Von den 480 Gefährdern besitzen 342 die deutsche oder eine doppelte Staatsbürgerschaft; das sind 71 Prozent. Von den 504 „relevanten Personen“ seien es 334 (66 Prozent), heißt es in der Antwort auf die Anfrage, die der F.A.Z. vorliegt und über die die „Welt“ zuerst berichtet hatte. Auch unter den Personen, welche die Verfassungsschutzbehörden als „islamistisch-terroristisches Personenpotential“ zusammenfasst, hat eine knappe Mehrheit die deutsche Staatsbürgerschaft. Insgesamt handelt es sich bei dieser Gruppe um 1680 Personen.

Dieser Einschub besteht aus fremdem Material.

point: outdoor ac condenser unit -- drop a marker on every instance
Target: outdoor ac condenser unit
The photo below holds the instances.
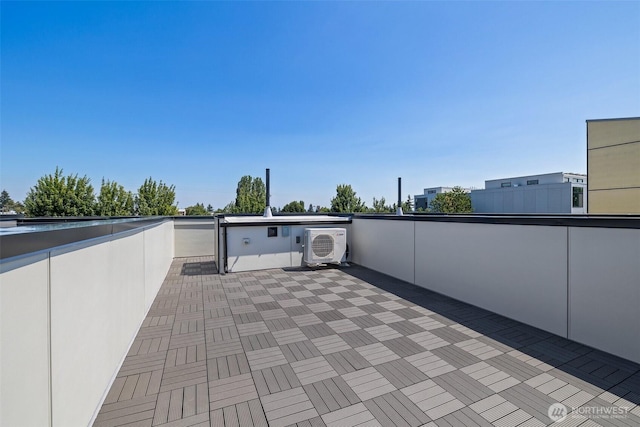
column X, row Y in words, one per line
column 325, row 245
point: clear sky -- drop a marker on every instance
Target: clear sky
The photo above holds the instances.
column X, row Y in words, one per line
column 198, row 94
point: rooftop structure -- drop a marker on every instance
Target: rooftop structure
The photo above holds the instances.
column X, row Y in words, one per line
column 551, row 193
column 423, row 201
column 613, row 165
column 142, row 325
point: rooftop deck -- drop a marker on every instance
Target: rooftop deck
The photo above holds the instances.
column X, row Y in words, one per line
column 346, row 347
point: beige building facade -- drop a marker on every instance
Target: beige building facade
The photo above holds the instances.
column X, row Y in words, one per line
column 613, row 166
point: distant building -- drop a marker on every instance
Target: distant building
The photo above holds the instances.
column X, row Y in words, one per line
column 422, row 201
column 613, row 166
column 551, row 193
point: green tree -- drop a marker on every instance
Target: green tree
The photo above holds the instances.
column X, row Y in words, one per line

Zwölf islamistische Gefährder wurden 2023 abgeschoben; darunter vier in den Irak und drei nach Tadschikistan. Dieses Jahr wurden bislang vier islamistische Gefährder abgeschoben. 94 Gefährder (davon 39 Deutsche) und 22 „relevante Personen“ (davon 15 Deutsche) aus dem Phänomenbereich „religiöse Ideologie“ sind aktuell in Deutschland in Haft. Offene, also noch nicht vollstreckte Haftbefehle gibt es in Deutschland keine. Gegen 124 Personen, die sich im Ausland aufhalten, gibt es hingegen 138 noch nicht vollstreckte Haftbefehle.
Kalifat oder Grundgesetz?
Vor dem Hintergrund, dass die meisten islamistischen Gefährder die deutsche Staatsangehörigkeit besitzen, ruft eine Äußerung aus dem Bundesjustizministerium Fragen hervor. Das von Marco Buschmann (FDP) geführte Haus reagierte am Dienstag auf eine Demonstration von Islamisten in Hamburg. Dort hatten sich laut Polizei am Samstag etwa 1100 Anhänger der als gesichert extremistisch eingestuften Gruppe Muslim Interaktiv versammelt. Sie forderten das Kalifat und protestierten gegen eine angeblich islamfeindliche Politik.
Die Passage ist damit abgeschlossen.